The reception of the SKA project among anthroposophical readers was divided and controversial from early on. While representatives of more liberal and progressive currents of anthroposophy tended to react positively, many negative and dismissive reactions were issued from more conservative and orthodox anthroposophists. In many cases, however, as will be shown below, these reactions mirrored not only the content and character of the SKA, but also reflected certain internal anthroposophical sensitivities and internal group conflicts, which were projected onto the edition and its editor by the respective personalities.

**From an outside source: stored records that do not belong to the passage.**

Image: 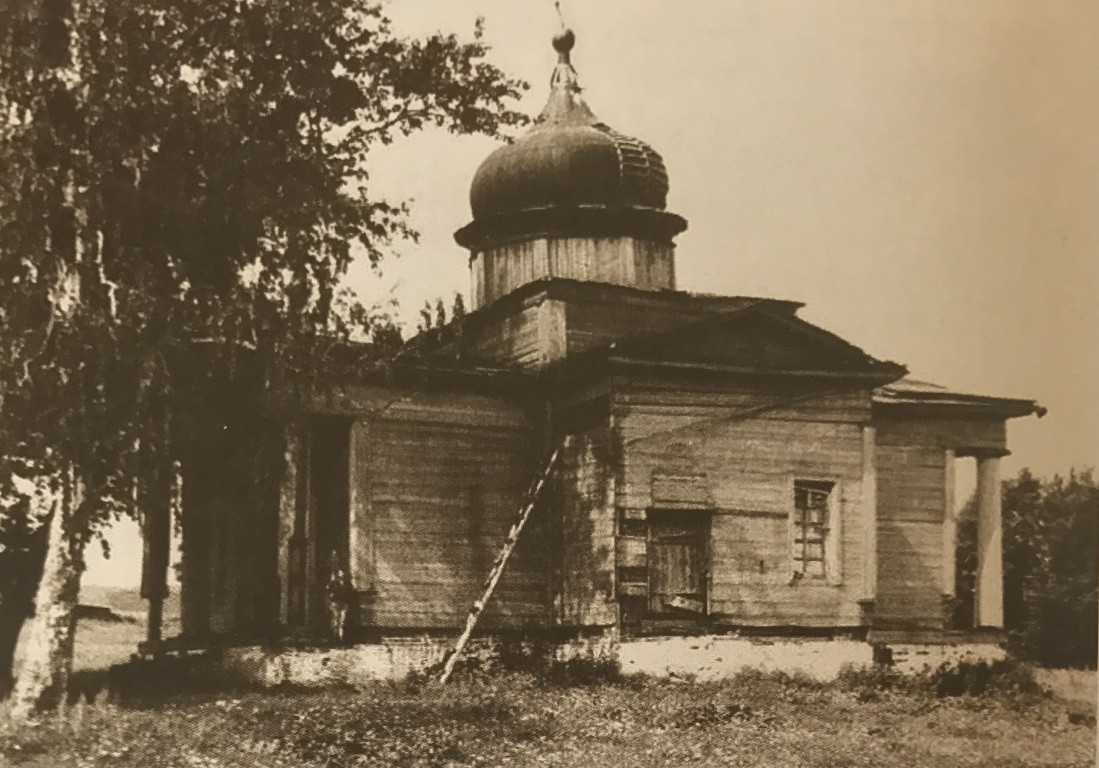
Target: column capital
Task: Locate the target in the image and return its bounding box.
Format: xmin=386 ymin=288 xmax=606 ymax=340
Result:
xmin=948 ymin=446 xmax=1011 ymax=461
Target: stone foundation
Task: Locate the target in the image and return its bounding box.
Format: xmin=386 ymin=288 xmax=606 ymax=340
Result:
xmin=889 ymin=643 xmax=1007 ymax=675
xmin=209 ymin=628 xmax=1004 ymax=687
xmin=619 ymin=635 xmax=874 ymax=680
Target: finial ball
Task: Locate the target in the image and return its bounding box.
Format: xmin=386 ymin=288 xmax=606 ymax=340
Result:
xmin=553 ymin=30 xmax=576 ymax=54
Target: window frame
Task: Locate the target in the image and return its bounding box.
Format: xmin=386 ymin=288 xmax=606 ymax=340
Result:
xmin=787 ymin=475 xmax=843 ymax=586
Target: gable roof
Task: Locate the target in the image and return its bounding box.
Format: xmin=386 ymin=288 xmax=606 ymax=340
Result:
xmin=874 ymin=377 xmax=1046 ymax=419
xmin=607 ymin=301 xmax=907 ymax=383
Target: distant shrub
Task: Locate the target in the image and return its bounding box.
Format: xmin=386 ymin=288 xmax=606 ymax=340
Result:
xmin=835 ymin=664 xmax=914 ymax=700
xmin=670 ymin=700 xmax=753 ymax=728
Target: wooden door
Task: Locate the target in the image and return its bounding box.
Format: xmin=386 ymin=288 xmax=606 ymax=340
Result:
xmin=648 ymin=511 xmax=710 ymax=615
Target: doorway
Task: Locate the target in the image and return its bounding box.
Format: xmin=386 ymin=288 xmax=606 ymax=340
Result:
xmin=648 ymin=510 xmax=710 ymax=619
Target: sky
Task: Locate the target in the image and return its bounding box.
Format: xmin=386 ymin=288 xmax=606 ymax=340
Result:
xmin=87 ymin=0 xmax=1099 ymax=585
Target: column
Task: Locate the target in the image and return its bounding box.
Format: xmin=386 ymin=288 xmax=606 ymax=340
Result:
xmin=859 ymin=426 xmax=878 ymax=602
xmin=941 ymin=449 xmax=958 ymax=598
xmin=974 ymin=456 xmax=1003 ymax=628
xmin=278 ymin=422 xmax=302 ymax=627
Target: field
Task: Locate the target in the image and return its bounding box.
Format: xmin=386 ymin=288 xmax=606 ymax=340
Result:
xmin=8 ymin=592 xmax=1096 ymax=768
xmin=0 ymin=659 xmax=1096 ymax=768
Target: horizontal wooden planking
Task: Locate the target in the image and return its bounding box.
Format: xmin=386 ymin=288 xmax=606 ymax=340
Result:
xmin=875 ymin=521 xmax=942 ymax=625
xmin=375 ymin=566 xmax=545 ymax=589
xmin=875 ymin=415 xmax=1007 ymax=450
xmin=615 ymin=536 xmax=648 ymax=568
xmin=369 ymin=602 xmax=547 ymax=635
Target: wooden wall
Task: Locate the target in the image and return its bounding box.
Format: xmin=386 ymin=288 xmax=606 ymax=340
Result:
xmin=181 ymin=421 xmax=281 ymax=637
xmin=351 ymin=393 xmax=548 ymax=630
xmin=546 ymin=426 xmax=618 ymax=627
xmin=613 ymin=379 xmax=870 ymax=626
xmin=874 ymin=415 xmax=1006 ymax=630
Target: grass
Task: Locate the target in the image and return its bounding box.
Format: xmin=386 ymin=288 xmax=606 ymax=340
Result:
xmin=0 ymin=674 xmax=1096 ymax=768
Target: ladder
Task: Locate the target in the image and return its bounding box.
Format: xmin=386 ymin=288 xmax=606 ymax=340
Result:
xmin=439 ymin=437 xmax=568 ymax=683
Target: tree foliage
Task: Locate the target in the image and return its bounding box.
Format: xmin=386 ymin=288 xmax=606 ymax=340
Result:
xmin=0 ymin=0 xmax=523 ymax=707
xmin=0 ymin=0 xmax=521 ymax=527
xmin=956 ymin=469 xmax=1099 ymax=667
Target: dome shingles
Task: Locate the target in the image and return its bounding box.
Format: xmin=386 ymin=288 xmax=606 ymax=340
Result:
xmin=469 ymin=30 xmax=668 ymax=221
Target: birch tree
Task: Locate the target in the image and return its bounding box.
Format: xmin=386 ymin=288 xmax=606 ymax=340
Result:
xmin=0 ymin=0 xmax=523 ymax=717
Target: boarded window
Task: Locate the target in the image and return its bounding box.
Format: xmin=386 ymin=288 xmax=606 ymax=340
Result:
xmin=792 ymin=480 xmax=835 ymax=579
xmin=648 ymin=511 xmax=710 ymax=616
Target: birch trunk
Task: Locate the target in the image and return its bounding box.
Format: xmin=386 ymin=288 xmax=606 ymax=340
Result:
xmin=0 ymin=522 xmax=47 ymax=699
xmin=10 ymin=470 xmax=84 ymax=723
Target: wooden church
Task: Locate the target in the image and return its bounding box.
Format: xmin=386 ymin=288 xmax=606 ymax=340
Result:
xmin=143 ymin=32 xmax=1041 ymax=676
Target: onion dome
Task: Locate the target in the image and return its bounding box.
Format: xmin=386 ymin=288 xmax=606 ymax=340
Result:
xmin=455 ymin=30 xmax=687 ymax=248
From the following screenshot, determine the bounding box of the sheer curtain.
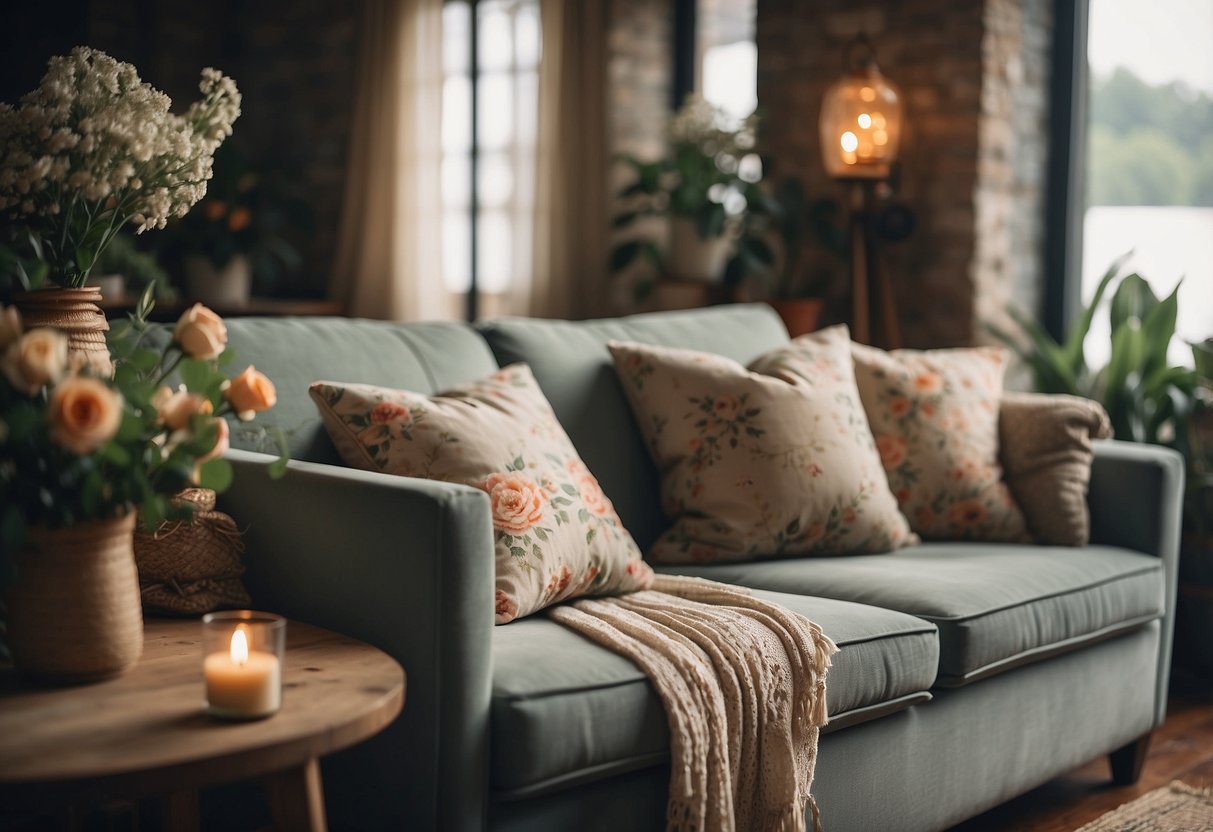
[332,0,449,320]
[523,0,608,318]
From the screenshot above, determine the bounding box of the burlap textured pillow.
[852,343,1031,542]
[998,393,1112,546]
[608,331,913,563]
[309,364,653,623]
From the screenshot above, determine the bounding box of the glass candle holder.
[203,610,286,719]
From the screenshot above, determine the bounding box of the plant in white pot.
[610,98,774,300]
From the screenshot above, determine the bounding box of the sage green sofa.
[213,306,1183,832]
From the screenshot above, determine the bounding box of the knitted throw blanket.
[547,575,838,832]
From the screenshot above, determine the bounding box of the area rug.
[1077,780,1213,832]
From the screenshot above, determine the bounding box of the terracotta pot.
[186,255,252,309]
[666,217,733,283]
[12,286,113,374]
[5,513,143,683]
[767,297,825,338]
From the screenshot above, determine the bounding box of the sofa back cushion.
[477,303,788,551]
[226,318,497,465]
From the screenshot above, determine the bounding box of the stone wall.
[757,0,1050,347]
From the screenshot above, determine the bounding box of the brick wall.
[757,0,1050,347]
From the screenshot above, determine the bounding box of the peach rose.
[152,387,213,431]
[198,418,232,465]
[0,306,22,349]
[876,435,906,471]
[576,471,611,517]
[543,564,573,598]
[172,303,227,361]
[480,472,547,535]
[223,364,278,422]
[492,589,518,623]
[371,401,412,424]
[947,500,986,526]
[49,376,123,456]
[912,370,944,394]
[4,329,68,395]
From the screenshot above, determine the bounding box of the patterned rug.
[1077,780,1213,832]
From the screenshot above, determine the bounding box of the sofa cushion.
[490,591,939,799]
[226,318,497,465]
[312,364,653,623]
[608,326,918,563]
[661,543,1163,686]
[839,342,1031,542]
[477,303,787,549]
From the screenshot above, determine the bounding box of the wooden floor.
[951,672,1213,832]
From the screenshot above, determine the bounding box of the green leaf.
[198,457,232,492]
[610,240,640,272]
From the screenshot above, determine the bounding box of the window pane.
[477,2,514,72]
[475,211,513,292]
[514,2,540,69]
[443,153,472,209]
[443,75,472,153]
[1082,0,1213,367]
[443,0,472,75]
[443,210,472,292]
[477,73,514,149]
[695,0,758,119]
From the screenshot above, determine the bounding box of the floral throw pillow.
[852,343,1031,542]
[309,364,653,623]
[608,330,915,563]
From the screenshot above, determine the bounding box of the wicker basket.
[135,489,251,615]
[5,513,143,682]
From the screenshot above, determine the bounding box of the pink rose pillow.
[309,364,653,623]
[852,343,1031,542]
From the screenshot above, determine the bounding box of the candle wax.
[203,650,283,717]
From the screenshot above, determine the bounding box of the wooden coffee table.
[0,619,405,830]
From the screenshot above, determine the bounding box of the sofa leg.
[1107,734,1150,786]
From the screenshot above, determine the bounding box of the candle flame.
[232,625,249,665]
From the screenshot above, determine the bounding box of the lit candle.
[203,623,283,718]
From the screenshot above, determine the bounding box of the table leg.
[261,757,329,832]
[164,788,201,832]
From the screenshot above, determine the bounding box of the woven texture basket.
[135,489,251,615]
[5,514,143,682]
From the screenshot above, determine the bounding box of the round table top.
[0,619,405,793]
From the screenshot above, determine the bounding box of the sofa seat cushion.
[661,543,1163,686]
[490,591,939,799]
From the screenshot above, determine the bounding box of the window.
[442,0,541,319]
[1081,0,1213,366]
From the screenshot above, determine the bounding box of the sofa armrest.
[220,450,494,830]
[1087,439,1184,723]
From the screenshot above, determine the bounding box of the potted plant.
[165,146,311,307]
[990,255,1213,667]
[0,297,286,680]
[0,46,240,366]
[610,97,774,301]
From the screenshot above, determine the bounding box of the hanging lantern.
[821,34,901,179]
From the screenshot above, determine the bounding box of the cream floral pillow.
[852,344,1031,542]
[608,330,915,563]
[309,364,653,623]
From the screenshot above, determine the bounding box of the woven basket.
[5,513,143,682]
[135,489,251,615]
[12,286,113,374]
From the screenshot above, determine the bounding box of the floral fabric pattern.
[852,344,1031,542]
[309,364,653,623]
[608,330,916,563]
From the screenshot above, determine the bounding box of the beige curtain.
[524,0,608,318]
[332,0,448,320]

One misunderstanding, which arose right after the publication of the first volume, can be illustrated by pointing to the above mentioned review by Helmut Zander, in which he mentions that “they [the anthroposophists] participate in the creation of a critical edition and analysis of the works of Rudolf Steiner.” This statement was, in this form, not entirely correct. While there is indeed some collaboration between the publishing house frommann-holzboog and the Rudolf Steiner publishing house, the collaboration consists of nothing else than a technical arrangement. The Steiner publishing house agreed to take over a certain number of printed copies of each volume from frommann-holzboog, in order to distribute them through their own marketing system. In addition to this, the director of the Rudolf Steiner Archive, David Marc Hoffmann, agreed to perform a quality check on the first volume that was already completed and ready for print. In other words, there was no participation whatsoever of the Steiner publishing house or archive in the conception, realization, or production of the SKA. Yet many conservative anthroposophists misunderstood the situation and considered the alleged cooperation as an affront: Based on their anti-academic attitude, they perceived the project of a critical and academic edition of Steiner’s works a priori as an attack on anthroposophy.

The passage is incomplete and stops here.